BEA WebLogic Enterprise 4.2 Developer Center
		HOME \| SITE MAP \| SEARCH \| CONTACT \| GLOSSARY \| PDF FILES \| WHAT'S NEW
		Administration \| TABLE OF CONTENTS \| PREVIOUS TOPIC \| INDEX

Troubleshooting Applications

Other chapters of this document discuss many diagnostic tools provided by your WLE or BEA TUXEDO system: commands and log files that help you monitor a running system, identify potential problems while there is still time to prevent them, and detect error conditions once they have occurred. This chapter provides additional information to help you identify and recover from various system errors.

This chapter discusses the following topics:

Distinguishing Between Types of Failures

The first step in troubleshooting is to determine the area in which the problem has occurred. In most applications, you must consider six possible sources of trouble:

Application
The WLE or BEA TUXEDO system
Database management software
Network
Operating system
Hardware

To resolve the trouble in most of these areas, you must work with the appropriate administrator. If, for example, you determine that the trouble is being caused by a networking problem, you must work with the network administrator.

Determining the Cause of an Application Failure

To detect the source of an application failure, complete the following steps.

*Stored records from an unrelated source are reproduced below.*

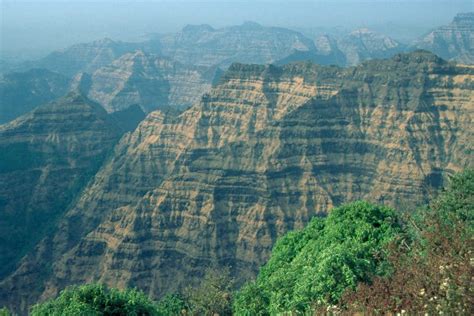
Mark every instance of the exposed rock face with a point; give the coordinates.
(364, 44)
(88, 57)
(454, 41)
(263, 152)
(246, 43)
(22, 92)
(46, 157)
(150, 81)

Check any WLE or BEA TUXEDO system warnings and error messages in the user log (ULOG).
Select the messages you think are most likely to reflect the current problem. Note the catalog name and the message number of each of those messages and look them up in the BEA WebLogic Enterprise System Messages or BEA TUXEDO System Message Manual. The document entry provides:
- Details about the error condition flagged by the message
- Recommendations for actions you can take to recover
Check any application warnings and error messages in the ULOG.
Check any warnings and errors generated by application servers and clients. Such messages are usually sent to the standard output and standard error files (named, by default stdout and stderr, respectively).
- The stdout and stderr files are located in $APPDIR.
- The stdout and stderr files for your clients and servers may have been renamed. (You can rename the stdout and stderr files by specifying -e and -o in the appropriate client and server definitions in your configuration file. For details, see the servopts(5) reference page in the BEA TUXEDO Reference Manual.)
Look for any core dumps in $APPDIR. Use a debugger such as sdb to get a stack trace. If you find core dumps, notify the application developer.
Check your system activity reports (by running the sar(1) command) to determine why your system is not functioning properly. Consider the following possible reasons:
- The system may be running out of memory.
- The kernel might not be tuned correctly.

Determining the Cause of a WLE or BEA TUXEDO System Failure

To detect the source of a system failure, complete the following steps:

Check any WLE or BEA TUXEDO system warnings and error messages in the user log (ULOG):
- TPEOS messages indicate errors in the operating system.
- TPESYSTEM messages indicate errors in the WLE or BEA TUXEDO system.
Select the messages you think are most likely to reflect the current problem. Note the catalog name and message number of each of those messages and locate the messages in the BEA WebLogic Enterprise System Messages or the BEA TUXEDO System Message Manual. The message manual provides the following information about each system message:
- Details about the error condition flagged by the message
- Recommendations for actions you can take to recover

Broadcasting Unsolicited Messages (BEA TUXEDO System)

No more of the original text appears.